Coverage Policy Manual
Policy #: 2011023
Category: PPACA Preventive
Initiated: September 2010
Last Review: June 2022
  PREVENTIVE SERVICES FOR NON-GRANDFATHERED (PPACA) PLANS: HYPOTHYROIDISM SCREENING IN NEWBORNS

Description:
The Federal Patient Protection and Preventive Care Act was passed by Congress and signed into law by the President in March 2010.  The preventive services component of the law became effective 23 September 2010. A component of the law was a requirement that all “non-grandfathered” health insurance plans are required to cover those preventive medicine services given an “A” or “B” recommendation by the U.S. Preventive Services Task Force.  
 
Plans are not required to provide coverage for the preventive services if they are delivered by out-of-network providers.
 
Task Force recommendations are graded on a five-point scale (A-E), reflecting the strength of evidence in support of the intervention.  Grade A: There is good evidence to support the recommendation that the condition be specifically considered in a periodic health examination.  Grade B: There is fair evidence to support the recommendation that the condition be specifically considered in a periodic health examination.  Grade C: There is insufficient evidence to recommend for or against the inclusion of the condition in a periodic health examination, but recommendations may be made on other grounds.  Grade D: There is fair evidence to support the recommendation that the condition be excluded from consideration in a periodic health examination.  Grade E: There is good evidence to support the recommendation that the condition be excluded from consideration in a periodic health examination.
 
Those preventive medicine services listed as Grade A & B recommendations are covered without cost sharing (i.e., deductible, co-insurance, or co-pay) by Health Plans for appropriate preventive care services provided by an in-network provider.  If the primary purpose for the office visit is for other than Grade A or B USPSTF preventive care services, deductible, co-insurance, or copay may be applied.
 

Policy/
Coverage:
Screening for congenital hypothyroidism in newborns is covered once per lifetime for members of “non-grandfathered” plans without cost-sharing (i.e., deductible, co-insurance, or co-pay).
 
The appropriate ICD-10 codes to report these services are Z00.110, Z00.111 and Z13.29..
 
This service is typically billed in the hospital, however, if billed by the medical provider, the codes that may be used to report laboratory testing for congenital hypothyroidism are CPT 84443 (TSH), 84436 (T-4 or T-4 total), 84437 (Thyroxine-neonatal and 84439 (T-4).  HCPCS code S3620 may also be used to report this service.

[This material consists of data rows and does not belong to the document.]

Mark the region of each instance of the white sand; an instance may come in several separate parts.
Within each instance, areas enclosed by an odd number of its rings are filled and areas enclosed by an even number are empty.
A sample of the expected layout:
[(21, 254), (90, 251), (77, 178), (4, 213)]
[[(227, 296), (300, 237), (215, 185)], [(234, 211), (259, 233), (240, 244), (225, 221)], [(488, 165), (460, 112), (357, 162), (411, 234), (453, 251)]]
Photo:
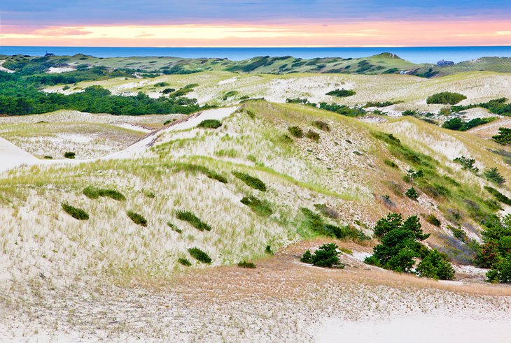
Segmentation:
[(447, 314), (425, 314), (374, 321), (328, 318), (323, 320), (314, 339), (318, 342), (505, 343), (511, 342), (510, 316), (493, 318), (482, 314), (478, 318), (468, 318)]

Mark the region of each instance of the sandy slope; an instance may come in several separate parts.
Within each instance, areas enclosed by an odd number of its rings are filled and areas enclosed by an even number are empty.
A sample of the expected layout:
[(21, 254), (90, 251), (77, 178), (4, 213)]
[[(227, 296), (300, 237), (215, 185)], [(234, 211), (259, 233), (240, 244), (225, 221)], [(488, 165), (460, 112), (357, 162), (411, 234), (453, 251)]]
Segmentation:
[[(237, 107), (216, 108), (191, 115), (181, 120), (174, 122), (169, 126), (165, 126), (160, 130), (149, 133), (143, 139), (130, 145), (124, 150), (115, 152), (97, 159), (127, 159), (139, 156), (148, 147), (153, 145), (160, 136), (164, 132), (191, 129), (196, 126), (202, 120), (208, 119), (221, 120), (222, 119), (232, 114), (237, 108)], [(84, 162), (92, 162), (96, 160), (96, 159), (85, 160), (41, 160), (16, 147), (8, 140), (0, 138), (0, 173), (22, 166), (78, 164)]]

When the primary purpose of the service is the delivery of an evidence-based service in accordance with a US Preventive Services Task Force A or B rating in effect and other preventive services identified in preventive services mandates (legislative or regulatory), the service may be billed with Modifier ‘-33’.  The correct coding as listed for both ICD-10 and CPT or HCPCS codes are also required.
 
 

Rationale:
The U.S. Preventive Services Task Force (USPSTF) recommends screening for congenital hypothyroidism (CH) in newborns (Grade A recommendation).
 
The USPSTF recommendations include the following information:
 
    • Primary congenital hypothyroidism occurs in approximately 1 of every 3,000-4,000 newborns in the United States. In the absence of prompt diagnosis and treatment, most persons with this disorder will develop various degrees of neurological, motor and growth deficits, including irreversible mental retardation.
    • In the U.S., most state-based screening programs utilize serum thyroxine (T4) and/or thyroid-stimulating hormone (TSH) performed on capillary blood collected from a heel stick and adsorbed onto filter paper.
    • Early detection of CH by neonatal screening and appropriate treatment substantially improves neurodevelopmental outcomes for affected persons.
    • Positive test results, whether true positive or false positive, cause anxiety in parents. For some parents, this anxiety may be considerable.
    • The USPSTF concludes that there is high certainty that the net benefit is substantial.
    • This recommendation applies to all infants born in the U.S. Premature, very low birth weight and ill infants may benefit from additional screening because these conditions are associated with decreased sensitivity and specificity of screening tests.
    • Screening for CH is mandated in all 50 states and the District of Columbia, though methods of screening vary. There are two main methods used in the U.S.: Primary TSH with backup T4; and primary T4 with backup TSH. A few states use both tests in initial screening. Clinicians should become familiar with the tests used in their area and the limitations of the employed screening strategy. For example, a primary TSH method may be falsely negative in low and very low birth weight infants with CH because of delayed elevation in TSH. Additionally, few states currently screen for centrally-mediated congenital hypothyroidism. Families should be provided with appropriate information about newborn screening tests, including the benefits and harms of screening. They should be aware of the potential of a false positive test, and the process required for definitive testing. Nationally, only 1 in 25 positive screening tests are confirmed to be CH.  Normal newborn screening results for CH should not preclude appropriate evaluation of infants presenting with clinical signs and symptoms suggestive of hypothyroidism.
    • Infants should be tested between 2 and 4 days of age. Infants discharged from hospitals before 48 hours of life should be tested immediately before discharge. Specimens obtained in the first 24-48 hours of age may be falsely elevated for TSH regardless of the screening method used.
    • Primary care clinicians should ensure that infants with abnormal screens receive confirmatory testing and begin appropriate treatment with thyroid hormone replacement within 2 weeks after birth. Children with positive confirmatory testing in whom no permanent cause of CH is found (such as lack of thyroid tissue on thyroid ultrasound or thyroid scan), should, at some time point after the age of 3 years, undergo a 30-day trial of reduced or discontinued thyroid hormone replacement therapy to determine if the hypothyroidism is permanent or transient.
 

CPT/HCPCS:
84436Thyroxine; total
84437Thyroxine; requiring elution (eg, neonatal)
84439Thyroxine; free
84443Thyroid stimulating hormone (TSH)
S3620Newborn metabolic screening panel, includes test kit, postage and the laboratory tests specified by the state for inclusion in this panel (e.g., galactose; hemoglobin, electrophoresis; hydroxyprogesterone, 17 d; phenylalanine (pku); and thyroxine, total)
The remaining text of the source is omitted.